The #savethaplan -- a conservation campaign against the use of the "One Map" policy to redraw the demarcation of national parks -- is now trending in the top spot on Thai social media.
In just a few days, over 70,000 nature lovers have signed in support of the campaign to protect 265,286 rai of forest land in Thap Lan National Park.
This successful online petition is surprisingly in sync with a public hearing that that has been organised both onsite and online by the Department of National Parks Wildlife and Plant Conservation (DNP) on the same topic from June 28 to July 12.
The onsite hearing was held among communities living around Thap Lan National Park in Nakhon Ratchasima, Sa Kaew and Prachin Buri provinces.
DNP officials such as National Park Office director Chaiwat Limlikhitaksorn have openly supported the #savethaplan scheme.

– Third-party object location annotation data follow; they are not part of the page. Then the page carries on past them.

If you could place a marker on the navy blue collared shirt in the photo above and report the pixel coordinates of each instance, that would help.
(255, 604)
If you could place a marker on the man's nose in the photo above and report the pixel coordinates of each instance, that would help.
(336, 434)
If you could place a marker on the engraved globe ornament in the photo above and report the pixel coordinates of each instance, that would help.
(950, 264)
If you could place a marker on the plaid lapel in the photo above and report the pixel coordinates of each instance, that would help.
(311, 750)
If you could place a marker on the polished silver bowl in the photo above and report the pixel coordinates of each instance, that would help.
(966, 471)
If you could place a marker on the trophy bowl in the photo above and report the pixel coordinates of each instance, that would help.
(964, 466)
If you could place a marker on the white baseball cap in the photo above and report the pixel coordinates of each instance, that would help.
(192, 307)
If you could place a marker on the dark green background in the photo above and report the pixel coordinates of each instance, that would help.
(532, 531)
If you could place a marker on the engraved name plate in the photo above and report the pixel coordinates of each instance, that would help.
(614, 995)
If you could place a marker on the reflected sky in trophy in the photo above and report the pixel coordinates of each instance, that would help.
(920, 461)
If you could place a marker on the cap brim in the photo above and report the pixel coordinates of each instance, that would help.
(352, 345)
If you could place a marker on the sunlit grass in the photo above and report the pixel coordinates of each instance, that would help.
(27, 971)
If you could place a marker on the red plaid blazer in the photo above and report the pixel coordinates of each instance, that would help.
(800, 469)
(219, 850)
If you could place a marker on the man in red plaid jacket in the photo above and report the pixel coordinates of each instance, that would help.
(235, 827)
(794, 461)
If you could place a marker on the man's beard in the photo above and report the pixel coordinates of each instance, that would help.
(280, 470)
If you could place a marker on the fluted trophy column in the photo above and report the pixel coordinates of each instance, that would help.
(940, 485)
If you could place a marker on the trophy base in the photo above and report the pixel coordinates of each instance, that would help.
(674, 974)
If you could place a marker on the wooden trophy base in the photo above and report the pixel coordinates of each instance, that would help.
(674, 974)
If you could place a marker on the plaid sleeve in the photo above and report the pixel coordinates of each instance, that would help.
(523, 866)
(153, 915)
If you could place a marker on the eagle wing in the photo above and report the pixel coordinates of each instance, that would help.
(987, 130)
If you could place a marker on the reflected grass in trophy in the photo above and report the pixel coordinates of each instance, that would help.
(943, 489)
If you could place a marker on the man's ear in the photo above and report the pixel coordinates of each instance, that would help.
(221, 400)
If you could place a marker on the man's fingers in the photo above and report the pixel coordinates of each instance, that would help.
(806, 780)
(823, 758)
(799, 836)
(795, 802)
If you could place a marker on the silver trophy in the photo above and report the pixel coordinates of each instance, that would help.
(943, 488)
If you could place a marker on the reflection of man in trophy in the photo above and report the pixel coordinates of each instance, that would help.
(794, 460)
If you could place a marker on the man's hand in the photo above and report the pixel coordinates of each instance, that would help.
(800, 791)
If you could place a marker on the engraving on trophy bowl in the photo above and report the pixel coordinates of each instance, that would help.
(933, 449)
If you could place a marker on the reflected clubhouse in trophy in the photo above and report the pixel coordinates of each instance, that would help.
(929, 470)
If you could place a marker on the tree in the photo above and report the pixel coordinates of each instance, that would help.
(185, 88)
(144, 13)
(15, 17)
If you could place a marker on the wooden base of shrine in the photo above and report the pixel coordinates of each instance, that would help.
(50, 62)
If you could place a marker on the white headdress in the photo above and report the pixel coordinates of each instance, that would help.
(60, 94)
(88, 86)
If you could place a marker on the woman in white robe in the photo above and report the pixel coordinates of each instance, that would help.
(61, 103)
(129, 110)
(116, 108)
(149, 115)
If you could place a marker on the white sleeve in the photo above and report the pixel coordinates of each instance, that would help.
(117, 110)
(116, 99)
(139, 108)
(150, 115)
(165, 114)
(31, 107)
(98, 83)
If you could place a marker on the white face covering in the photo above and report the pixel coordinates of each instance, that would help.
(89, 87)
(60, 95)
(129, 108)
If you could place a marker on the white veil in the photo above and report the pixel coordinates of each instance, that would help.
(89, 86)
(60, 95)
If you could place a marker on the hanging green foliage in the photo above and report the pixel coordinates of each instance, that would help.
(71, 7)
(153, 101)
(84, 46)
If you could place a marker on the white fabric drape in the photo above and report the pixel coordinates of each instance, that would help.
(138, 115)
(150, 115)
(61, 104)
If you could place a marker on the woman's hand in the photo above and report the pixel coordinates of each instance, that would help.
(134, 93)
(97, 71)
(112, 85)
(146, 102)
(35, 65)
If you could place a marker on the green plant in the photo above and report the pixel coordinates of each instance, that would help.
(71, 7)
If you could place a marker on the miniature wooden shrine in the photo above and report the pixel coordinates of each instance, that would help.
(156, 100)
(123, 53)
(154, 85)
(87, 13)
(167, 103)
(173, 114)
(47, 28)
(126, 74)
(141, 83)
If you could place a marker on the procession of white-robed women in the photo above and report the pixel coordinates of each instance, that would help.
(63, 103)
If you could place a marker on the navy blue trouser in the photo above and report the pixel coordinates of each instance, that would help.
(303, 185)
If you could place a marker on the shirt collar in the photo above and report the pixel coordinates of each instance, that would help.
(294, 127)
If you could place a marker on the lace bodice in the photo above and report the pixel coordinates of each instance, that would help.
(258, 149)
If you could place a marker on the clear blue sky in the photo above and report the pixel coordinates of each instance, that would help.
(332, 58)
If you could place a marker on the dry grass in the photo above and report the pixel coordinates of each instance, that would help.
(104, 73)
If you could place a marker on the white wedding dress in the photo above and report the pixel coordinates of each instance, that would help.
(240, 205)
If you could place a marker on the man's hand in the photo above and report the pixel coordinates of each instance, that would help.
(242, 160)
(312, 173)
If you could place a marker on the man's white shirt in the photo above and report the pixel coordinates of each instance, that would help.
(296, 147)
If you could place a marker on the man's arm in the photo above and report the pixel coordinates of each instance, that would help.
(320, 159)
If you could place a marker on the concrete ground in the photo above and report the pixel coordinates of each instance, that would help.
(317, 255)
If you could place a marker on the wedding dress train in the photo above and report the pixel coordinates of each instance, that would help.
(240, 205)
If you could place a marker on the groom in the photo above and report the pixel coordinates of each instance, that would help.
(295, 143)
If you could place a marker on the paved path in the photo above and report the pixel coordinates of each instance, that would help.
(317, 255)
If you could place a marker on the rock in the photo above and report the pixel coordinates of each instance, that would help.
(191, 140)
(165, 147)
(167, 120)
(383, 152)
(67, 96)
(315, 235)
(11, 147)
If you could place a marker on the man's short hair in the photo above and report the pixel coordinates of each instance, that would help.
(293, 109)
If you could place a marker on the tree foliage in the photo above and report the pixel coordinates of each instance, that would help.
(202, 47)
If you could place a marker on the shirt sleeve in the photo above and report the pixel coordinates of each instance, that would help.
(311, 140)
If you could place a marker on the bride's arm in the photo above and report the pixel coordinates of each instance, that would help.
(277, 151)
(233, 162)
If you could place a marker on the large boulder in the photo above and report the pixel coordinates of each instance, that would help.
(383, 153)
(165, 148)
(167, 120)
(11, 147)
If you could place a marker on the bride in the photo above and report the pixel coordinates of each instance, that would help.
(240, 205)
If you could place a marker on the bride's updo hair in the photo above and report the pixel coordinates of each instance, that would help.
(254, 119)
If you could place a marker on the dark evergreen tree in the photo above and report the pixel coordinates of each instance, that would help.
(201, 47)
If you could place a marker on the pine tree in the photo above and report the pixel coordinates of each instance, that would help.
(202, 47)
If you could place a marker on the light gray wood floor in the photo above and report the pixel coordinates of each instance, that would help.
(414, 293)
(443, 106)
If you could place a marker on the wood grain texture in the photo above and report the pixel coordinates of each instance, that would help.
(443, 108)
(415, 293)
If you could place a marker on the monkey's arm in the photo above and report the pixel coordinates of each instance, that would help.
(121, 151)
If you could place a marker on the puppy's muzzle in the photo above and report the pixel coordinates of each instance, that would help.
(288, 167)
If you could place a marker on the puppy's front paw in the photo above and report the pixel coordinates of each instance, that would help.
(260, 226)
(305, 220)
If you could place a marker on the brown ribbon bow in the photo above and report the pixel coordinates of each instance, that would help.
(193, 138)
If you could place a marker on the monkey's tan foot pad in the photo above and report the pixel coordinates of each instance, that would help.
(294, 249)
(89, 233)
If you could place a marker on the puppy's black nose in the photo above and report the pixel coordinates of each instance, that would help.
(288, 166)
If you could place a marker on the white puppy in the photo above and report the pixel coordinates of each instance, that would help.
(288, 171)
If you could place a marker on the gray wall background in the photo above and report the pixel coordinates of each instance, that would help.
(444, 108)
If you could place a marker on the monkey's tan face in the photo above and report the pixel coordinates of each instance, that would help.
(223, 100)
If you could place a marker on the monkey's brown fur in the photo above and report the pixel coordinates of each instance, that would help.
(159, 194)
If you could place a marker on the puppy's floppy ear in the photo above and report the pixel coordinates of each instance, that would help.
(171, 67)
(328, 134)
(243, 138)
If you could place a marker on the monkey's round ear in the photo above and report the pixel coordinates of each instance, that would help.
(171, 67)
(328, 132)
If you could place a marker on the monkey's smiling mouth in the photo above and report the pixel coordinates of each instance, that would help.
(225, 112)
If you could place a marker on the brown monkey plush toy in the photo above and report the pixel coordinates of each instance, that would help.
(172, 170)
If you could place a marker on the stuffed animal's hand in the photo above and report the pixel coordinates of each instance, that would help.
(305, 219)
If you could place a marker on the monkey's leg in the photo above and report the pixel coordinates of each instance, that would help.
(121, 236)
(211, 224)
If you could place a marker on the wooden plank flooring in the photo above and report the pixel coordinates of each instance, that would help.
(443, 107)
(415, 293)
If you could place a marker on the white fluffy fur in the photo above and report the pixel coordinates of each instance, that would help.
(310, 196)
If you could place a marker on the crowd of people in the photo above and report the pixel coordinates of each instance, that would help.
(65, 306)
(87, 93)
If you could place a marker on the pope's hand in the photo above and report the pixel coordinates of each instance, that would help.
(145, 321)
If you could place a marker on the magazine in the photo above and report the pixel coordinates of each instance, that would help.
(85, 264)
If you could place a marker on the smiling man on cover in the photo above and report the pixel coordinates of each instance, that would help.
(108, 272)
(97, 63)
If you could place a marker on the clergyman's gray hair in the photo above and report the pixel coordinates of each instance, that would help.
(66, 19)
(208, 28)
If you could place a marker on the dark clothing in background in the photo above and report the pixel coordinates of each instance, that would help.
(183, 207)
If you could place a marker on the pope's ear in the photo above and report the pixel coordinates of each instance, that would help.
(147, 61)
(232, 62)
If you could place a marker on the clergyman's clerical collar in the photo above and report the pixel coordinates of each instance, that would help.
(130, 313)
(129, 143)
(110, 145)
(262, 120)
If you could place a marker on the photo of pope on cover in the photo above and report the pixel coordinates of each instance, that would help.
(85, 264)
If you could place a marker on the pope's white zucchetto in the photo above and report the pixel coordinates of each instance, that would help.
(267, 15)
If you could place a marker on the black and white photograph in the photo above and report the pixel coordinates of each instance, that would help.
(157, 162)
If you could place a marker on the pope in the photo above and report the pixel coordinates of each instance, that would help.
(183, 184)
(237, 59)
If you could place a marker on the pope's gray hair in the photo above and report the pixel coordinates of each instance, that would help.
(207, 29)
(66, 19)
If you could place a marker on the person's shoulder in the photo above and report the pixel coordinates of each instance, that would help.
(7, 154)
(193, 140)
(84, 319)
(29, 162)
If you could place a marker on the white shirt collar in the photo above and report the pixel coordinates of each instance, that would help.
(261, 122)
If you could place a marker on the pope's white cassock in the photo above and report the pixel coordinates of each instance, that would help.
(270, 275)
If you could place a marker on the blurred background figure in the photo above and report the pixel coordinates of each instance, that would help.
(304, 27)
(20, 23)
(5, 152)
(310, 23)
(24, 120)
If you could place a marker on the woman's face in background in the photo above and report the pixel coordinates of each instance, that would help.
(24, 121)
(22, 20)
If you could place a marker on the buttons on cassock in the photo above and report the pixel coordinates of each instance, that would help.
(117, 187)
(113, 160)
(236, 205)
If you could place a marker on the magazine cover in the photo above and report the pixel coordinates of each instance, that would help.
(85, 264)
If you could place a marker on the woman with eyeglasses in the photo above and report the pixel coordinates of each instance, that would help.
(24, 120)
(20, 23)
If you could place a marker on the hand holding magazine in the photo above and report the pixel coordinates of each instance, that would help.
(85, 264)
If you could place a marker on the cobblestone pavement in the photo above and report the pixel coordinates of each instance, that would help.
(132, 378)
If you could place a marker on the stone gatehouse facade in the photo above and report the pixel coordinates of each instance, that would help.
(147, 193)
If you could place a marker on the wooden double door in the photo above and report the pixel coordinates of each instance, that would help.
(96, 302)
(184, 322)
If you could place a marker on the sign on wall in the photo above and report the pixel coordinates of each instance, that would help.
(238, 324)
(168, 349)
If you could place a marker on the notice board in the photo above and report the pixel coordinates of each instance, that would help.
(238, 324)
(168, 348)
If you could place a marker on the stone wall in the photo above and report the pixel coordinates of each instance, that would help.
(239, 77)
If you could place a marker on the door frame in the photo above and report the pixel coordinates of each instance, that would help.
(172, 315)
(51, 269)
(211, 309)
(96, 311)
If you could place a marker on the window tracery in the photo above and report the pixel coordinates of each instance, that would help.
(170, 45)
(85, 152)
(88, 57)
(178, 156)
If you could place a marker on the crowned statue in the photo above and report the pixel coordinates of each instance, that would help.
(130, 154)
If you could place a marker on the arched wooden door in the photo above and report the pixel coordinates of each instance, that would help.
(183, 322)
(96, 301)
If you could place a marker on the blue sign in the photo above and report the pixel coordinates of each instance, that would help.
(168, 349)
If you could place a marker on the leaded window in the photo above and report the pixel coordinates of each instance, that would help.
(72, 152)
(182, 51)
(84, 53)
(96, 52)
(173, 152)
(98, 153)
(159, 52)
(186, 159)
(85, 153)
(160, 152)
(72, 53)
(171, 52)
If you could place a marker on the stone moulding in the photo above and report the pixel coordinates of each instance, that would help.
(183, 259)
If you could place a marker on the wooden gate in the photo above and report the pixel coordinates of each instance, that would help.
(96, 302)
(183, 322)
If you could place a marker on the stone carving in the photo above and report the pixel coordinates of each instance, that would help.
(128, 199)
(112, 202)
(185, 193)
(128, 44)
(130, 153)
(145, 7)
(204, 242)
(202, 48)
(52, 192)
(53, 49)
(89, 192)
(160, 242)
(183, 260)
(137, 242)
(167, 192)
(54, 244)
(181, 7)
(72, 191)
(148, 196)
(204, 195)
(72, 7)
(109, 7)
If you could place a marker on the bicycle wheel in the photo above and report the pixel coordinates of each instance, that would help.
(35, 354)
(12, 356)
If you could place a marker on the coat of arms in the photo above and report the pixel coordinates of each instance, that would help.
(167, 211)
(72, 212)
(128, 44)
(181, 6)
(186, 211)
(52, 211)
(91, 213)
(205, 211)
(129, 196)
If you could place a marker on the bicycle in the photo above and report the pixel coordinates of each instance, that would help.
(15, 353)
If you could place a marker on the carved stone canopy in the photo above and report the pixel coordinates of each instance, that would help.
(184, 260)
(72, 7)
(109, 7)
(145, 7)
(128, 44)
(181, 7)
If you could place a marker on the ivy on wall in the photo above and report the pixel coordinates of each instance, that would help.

He has even given media interviews warning that the One Map policy will convert precious forest land in national parks into Sor Por Kor plots that will eventually end up in the hands of land developers.
Those warnings are worrying, to say the least.
Yet there is more than meets the eye when it comes to the issue of forest land management in Thap Lan and other national parks.
While thousands of people disagree with the One Map policy despite only having heard about it for the first time, many local villagers told the public hearing that they welcome it. For local villagers, One Map will clean up issues related to overlapping land and end their conflicts with the DNP.
They have valid reasons.
When the Thai government declared Thap Lan to be a national park in 1981, local forest dwellers were outlawed even though their descendants had lived there previously.
With the land lines redrawn and newly introduced rules like One Map being much more fair, these villagers had been expecting they could return to the forest and make sustainable use of it.
What happened to the forest dwellers in Thap Lan shows the extent to which our land management policy is in bad shape. For decades, conservationists, villagers and academics have pressed policymakers to pass a forest management law that recognises the rights of local people, as well as better maps to reduce overlapping land and false clams.
The nine agencies responsible for land management now use different maps. Needless to say, conflicts and violations are inevitable.
The One Map policy was developed over eight years ago to put agencies on the same page and clear up any land conflicts between the state and villagers. It is not a physical map; rather, it is a consensus-based policy in which the nine government agencies and landlords, such as the Treasury Department, work together to clear overlapping land claims and draw new lines.
Make no mistake: the One Map policy is no magic pill. First and foremost, the government needs to put in place guardrails to prevent annexed land from falling into the wrong hands.
Instead of moving designated plots to new agencies like the Agricultural Land Reform Office (Alro) as the #savethaplan campaigners warned, these annexed plots must be pooled and overseen by national land management committees that will decide where these plots will go and who is entitled to have access to them.
The government must listen to all sides and make a sound policy to protect Thap Lan forest and its villagers.